One of the most talked-about frontiers in keto research is the brain, and specifically serious mental illness. The idea has a logic to it: conditions like bipolar disorder may involve problems with how brain cells produce and use energy, and ketones offer the brain an alternative, steady fuel. A 2024 pilot study from Stanford put that idea to a careful first test.
The study
Shebani Sethi and colleagues at Stanford Medicine, publishing in Psychiatry Research, ran a pilot trial in 21 adults who had either bipolar disorder or schizophrenia and were already taking antipsychotic medication, all of whom also had signs of metabolic trouble such as weight gain or raised blood sugar, which these medications commonly cause. Participants followed a ketogenic diet, roughly 10 per cent of calories from carbohydrate, 30 per cent protein and 60 per cent fat, for four months, while continuing their psychiatric medication. They were not asked to count calories, and adherence was tracked through weekly blood ketone readings.
What happened to mental health
The psychiatric results were striking for so short a study. On a standard clinical scale used to judge overall severity, about three-quarters of participants showed a clinically meaningful improvement, with an average improvement of around 31 per cent.
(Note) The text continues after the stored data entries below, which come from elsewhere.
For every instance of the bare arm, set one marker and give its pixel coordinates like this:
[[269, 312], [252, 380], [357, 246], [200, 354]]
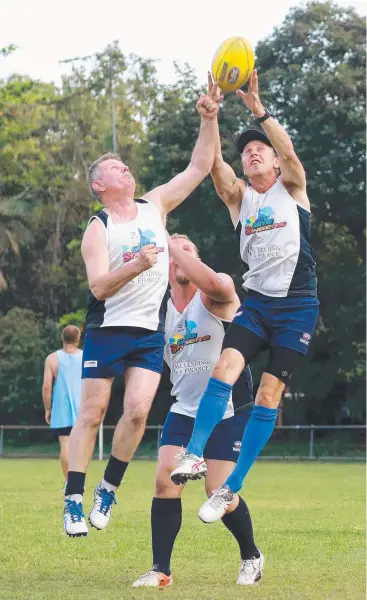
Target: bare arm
[[217, 286], [292, 172], [49, 377], [102, 283], [170, 195], [229, 187]]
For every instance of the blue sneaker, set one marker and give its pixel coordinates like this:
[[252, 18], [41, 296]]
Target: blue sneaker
[[100, 514], [74, 521]]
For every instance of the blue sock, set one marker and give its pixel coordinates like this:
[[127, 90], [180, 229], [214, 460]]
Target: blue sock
[[257, 432], [211, 411]]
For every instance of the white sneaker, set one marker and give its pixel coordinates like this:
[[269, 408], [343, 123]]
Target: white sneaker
[[190, 467], [216, 506], [74, 521], [154, 579], [251, 571], [100, 514]]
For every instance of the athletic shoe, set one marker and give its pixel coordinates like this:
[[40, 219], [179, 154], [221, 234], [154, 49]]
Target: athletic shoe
[[190, 467], [251, 571], [216, 506], [74, 521], [100, 514], [154, 579]]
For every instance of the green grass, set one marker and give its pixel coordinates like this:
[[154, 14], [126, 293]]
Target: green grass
[[308, 520]]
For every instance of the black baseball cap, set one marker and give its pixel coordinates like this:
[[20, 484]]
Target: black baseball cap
[[251, 135]]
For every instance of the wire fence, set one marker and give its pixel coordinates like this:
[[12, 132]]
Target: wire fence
[[289, 442]]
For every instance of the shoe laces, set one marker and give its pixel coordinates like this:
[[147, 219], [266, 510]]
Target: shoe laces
[[182, 454], [105, 501], [75, 511], [219, 496], [248, 566]]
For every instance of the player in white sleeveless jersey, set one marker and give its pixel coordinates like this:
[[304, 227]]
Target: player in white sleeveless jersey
[[201, 305], [125, 252], [271, 215]]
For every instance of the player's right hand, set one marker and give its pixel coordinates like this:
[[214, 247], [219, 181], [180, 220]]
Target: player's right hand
[[147, 257]]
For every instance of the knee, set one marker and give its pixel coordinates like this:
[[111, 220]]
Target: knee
[[164, 488], [136, 417], [221, 369], [90, 417]]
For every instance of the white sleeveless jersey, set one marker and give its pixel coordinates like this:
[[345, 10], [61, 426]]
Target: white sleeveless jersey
[[193, 343], [274, 233], [138, 303]]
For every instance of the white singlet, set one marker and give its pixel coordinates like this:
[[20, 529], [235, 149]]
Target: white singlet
[[138, 303], [274, 233]]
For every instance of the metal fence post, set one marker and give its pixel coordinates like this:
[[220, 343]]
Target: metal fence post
[[311, 453], [100, 442], [159, 429]]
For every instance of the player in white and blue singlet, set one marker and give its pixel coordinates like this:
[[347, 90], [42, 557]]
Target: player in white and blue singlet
[[125, 252], [62, 390], [202, 303], [271, 215]]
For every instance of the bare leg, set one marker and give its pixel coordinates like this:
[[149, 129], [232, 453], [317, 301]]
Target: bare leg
[[95, 398], [141, 386], [64, 454]]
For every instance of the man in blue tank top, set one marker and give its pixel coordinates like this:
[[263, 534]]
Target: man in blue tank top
[[271, 215], [62, 390], [125, 253]]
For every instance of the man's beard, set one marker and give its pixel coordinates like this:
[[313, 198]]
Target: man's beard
[[180, 279]]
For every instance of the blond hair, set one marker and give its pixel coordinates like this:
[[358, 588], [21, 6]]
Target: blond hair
[[182, 236], [93, 171]]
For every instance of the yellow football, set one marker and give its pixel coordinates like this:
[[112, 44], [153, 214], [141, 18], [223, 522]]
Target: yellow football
[[233, 63]]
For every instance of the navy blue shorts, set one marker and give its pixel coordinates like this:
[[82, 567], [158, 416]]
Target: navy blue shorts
[[108, 351], [286, 322], [223, 444]]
People also reported better energy, sleep, mood and general satisfaction with life. These are the everyday markers that matter to someone living with a serious mental illness, not just numbers on a chart.
What happened to physical health
The metabolic results were arguably just as important. At the start, nearly a third of participants met the criteria for metabolic syndrome, the cluster of high blood pressure, blood sugar and unhealthy blood fats that raises the risk of heart disease and diabetes. By the end, none did. Participants lost around a tenth of their body weight, trimmed their waists, and improved blood pressure, blood sugar and insulin resistance. This double benefit is unusual, because many psychiatric medications improve the mind at the cost of the body, and here both moved in a good direction at once.
Why this is only a beginning
The enthusiasm has to be matched by caution, and the researchers were the first to say so. This was a small pilot of 21 people with no control group, designed to see whether the effect is worth chasing with a bigger, more rigorous trial, not to prove that keto treats mental illness. With no comparison group, some of the improvement could reflect the attention and structure of being in a study, or the effects of weight loss and better metabolic health feeding back into mood, rather than a direct effect of ketones on the illness. It is a strong signal pointing towards larger trials, several of which are now under way, not a finished answer.
What it means in practice
For now the sensible reading is that this is a promising and active area of research, not an established treatment. The single most important point is that everyone in the study stayed on their psychiatric medication throughout. Nobody used the diet to come off their drugs, and nobody should: stopping medication for bipolar disorder or schizophrenia can be dangerous, and any role for diet here is as a supervised addition, explored with a psychiatrist, not a substitute. If the idea interests you or someone you support, that conversation with the treating clinician is the place to start.
The bottom line
A 2024 Stanford pilot found that a ketogenic diet, added to ongoing medication, improved both psychiatric symptoms and metabolic health in adults with bipolar disorder or schizophrenia. It is small and preliminary, the kind of early result that justifies bigger trials rather than firm conclusions, but it is one of the more intriguing things happening in keto research right now.
This is general information, not medical advice. Serious mental illness requires professional treatment. Never stop or change psychiatric medication, and do not start a restrictive diet for a mental health condition, without the guidance of your doctor or psychiatrist.